Most of us would have come across this thoughtful ode to beauty in our interactions with the high notes of romantic articulation, using the Queen’s English, sometime in the school or later. I was introduced to this masterpiece by Lord Byron, in the school, as part of my class X, ICSE curriculum. The appreciation of beauty can never be limited to one definition. Since it also lies in the eyes of the beholder, it’s experiencing too is bound to vary, from person to person, perception to articulation.
But this is the Aishwarya in Johar’s vision of Ae Dil Hai Mushkil, not the Aishwarya of Rituporno Ghosh’s Chokher Bali or Raincoat, Mani Ratnam’s Guru or Iruvar, Gurinder Chaddha’s Bride and Prejudice or Paul Mayeda Berges’ The Mistress of Spices, Ashutosh Gowariker’s Jodhaa Akbar or Sanjay Leela Bhansali’s Devdas or Guzaarish. A hint of this Aishwarya you get only in the second half of Hum Dil De Chuke Sanam… but the actress in real life had then still to go through the luminous personality changes of maturity graced by marriage or motherhood to essay these emotions to an ache that’s recalled longer, far more impacting than a tear drop shed and forgotten.
I am not saying that the above parts are deficient or any less. They are competent contributions in the constantly evolving filmography of a hardworking actor. But there is something else about Ae Dil Hai Mushkil. Here she becomes the part in its every essence, not just literally, but in spirit too!The panache that she lends to the part today, could not have happened had it come in an earlier phase in her career.
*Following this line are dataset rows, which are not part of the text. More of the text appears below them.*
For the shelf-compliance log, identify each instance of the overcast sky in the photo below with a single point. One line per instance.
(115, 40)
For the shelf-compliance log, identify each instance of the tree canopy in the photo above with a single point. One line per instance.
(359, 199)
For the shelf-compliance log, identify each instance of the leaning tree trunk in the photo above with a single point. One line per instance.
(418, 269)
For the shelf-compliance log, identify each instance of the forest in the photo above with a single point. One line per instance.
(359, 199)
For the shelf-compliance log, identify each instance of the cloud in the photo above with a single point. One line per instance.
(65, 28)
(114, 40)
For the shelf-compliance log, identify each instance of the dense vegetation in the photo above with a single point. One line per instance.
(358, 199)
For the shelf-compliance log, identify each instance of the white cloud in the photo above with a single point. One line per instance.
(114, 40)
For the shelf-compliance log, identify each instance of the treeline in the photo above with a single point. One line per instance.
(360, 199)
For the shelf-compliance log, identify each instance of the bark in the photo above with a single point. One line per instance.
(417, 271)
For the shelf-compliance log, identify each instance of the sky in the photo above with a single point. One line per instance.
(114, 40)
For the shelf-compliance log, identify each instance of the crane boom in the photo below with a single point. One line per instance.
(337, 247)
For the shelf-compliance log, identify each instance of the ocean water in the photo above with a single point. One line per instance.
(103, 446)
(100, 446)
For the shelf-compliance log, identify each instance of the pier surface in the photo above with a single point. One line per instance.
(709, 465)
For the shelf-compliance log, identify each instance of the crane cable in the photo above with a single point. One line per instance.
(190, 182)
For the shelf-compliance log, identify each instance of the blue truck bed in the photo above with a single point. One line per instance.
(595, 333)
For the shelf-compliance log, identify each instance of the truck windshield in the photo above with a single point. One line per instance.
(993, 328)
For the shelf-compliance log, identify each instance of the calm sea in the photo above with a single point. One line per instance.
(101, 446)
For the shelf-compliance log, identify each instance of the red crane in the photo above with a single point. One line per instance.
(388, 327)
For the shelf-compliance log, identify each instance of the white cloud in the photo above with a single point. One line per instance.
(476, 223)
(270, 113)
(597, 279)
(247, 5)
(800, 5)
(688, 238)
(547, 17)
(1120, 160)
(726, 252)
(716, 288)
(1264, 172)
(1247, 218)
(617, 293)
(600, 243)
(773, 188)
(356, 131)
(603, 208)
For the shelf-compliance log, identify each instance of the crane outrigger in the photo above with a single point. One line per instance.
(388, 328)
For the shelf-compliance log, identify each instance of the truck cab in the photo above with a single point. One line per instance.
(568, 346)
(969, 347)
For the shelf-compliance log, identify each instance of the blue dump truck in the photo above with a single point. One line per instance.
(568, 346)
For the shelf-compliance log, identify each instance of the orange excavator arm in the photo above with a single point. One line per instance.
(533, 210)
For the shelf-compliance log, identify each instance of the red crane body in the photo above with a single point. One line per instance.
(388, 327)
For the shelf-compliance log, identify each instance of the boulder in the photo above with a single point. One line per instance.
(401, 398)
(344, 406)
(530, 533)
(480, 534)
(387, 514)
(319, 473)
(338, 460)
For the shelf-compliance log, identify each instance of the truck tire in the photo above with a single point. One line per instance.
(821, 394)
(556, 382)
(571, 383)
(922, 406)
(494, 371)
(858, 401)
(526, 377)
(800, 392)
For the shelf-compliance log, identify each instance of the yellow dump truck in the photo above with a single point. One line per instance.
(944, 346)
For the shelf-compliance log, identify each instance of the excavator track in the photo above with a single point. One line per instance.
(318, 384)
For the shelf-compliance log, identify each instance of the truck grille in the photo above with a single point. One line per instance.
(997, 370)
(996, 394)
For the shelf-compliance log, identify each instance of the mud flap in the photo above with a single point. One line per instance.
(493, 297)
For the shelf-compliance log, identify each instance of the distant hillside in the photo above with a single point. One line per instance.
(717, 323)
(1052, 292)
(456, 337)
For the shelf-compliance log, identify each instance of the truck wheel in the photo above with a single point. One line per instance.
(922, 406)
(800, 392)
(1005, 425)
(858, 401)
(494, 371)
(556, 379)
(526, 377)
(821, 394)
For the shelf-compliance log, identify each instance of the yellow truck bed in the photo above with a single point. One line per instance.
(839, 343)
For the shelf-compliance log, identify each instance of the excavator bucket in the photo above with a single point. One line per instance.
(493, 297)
The credit of its success, hence, should also not be due only, to the labour of love with which the film’s writer-director Karan Johar has etched her character. Of course, his attention to the detailing of her part almost seems to have happened at the cost of ignoring the film’s other characters, especially that of heroine Anushka Sharma, who’s saddled with an incoherent oscillation between love and friendship to convince. Ranbir Kapoor being the good actor that he is, still manages to fairly salvage the writing confusion around his part. He however should beware of falling into that repeat mode of playing too many ‘confused around love’romantic heroes, something that did Saif Ali Khan’s later acts in. But this encomium is not about him.
Just savour the way, Aishwarya’s perpetually mysterious Saba Khan, draws and leaves Ranbir’s younger and continuously committed character, in and out of a dalliance that nurtures, even after it’s over.
When did you last see in a mainstream Bollywood film, an ex-husband calmly chatting with the young lover of his ex-wife in their first public encounter? He even tips him a note or two on bedroom dynamics that would work best for her, as the object of their affection, listens, smiles, and contributes volumes through her loquacious glances. She then leaves the men in her life, from the past and the present, tad guilty, vulnerable, and incomplete, and yet, very much in love with her.
The way Aishwarya Rai Bachchan conducts and channels the sexual tension in that scene in the company of Shah Rukh Khan and Ranbir Kapoor, is reason enough for a dekho of Ae Dil Hai Mushkil, which otherwise for most parts is a confused Kuch Kuch Hota Hai re-telling complicated by too many Bollywood romance clichés from yore. Though inserted to pun, these ironically end up getting integrated into the narrative to make a cantankerous mocktail of emotionally displaced adults that belong to neither today, nor the 1990s.
This story of too many confused dils would indeed have been tad mushkil, if not for Madam Ash!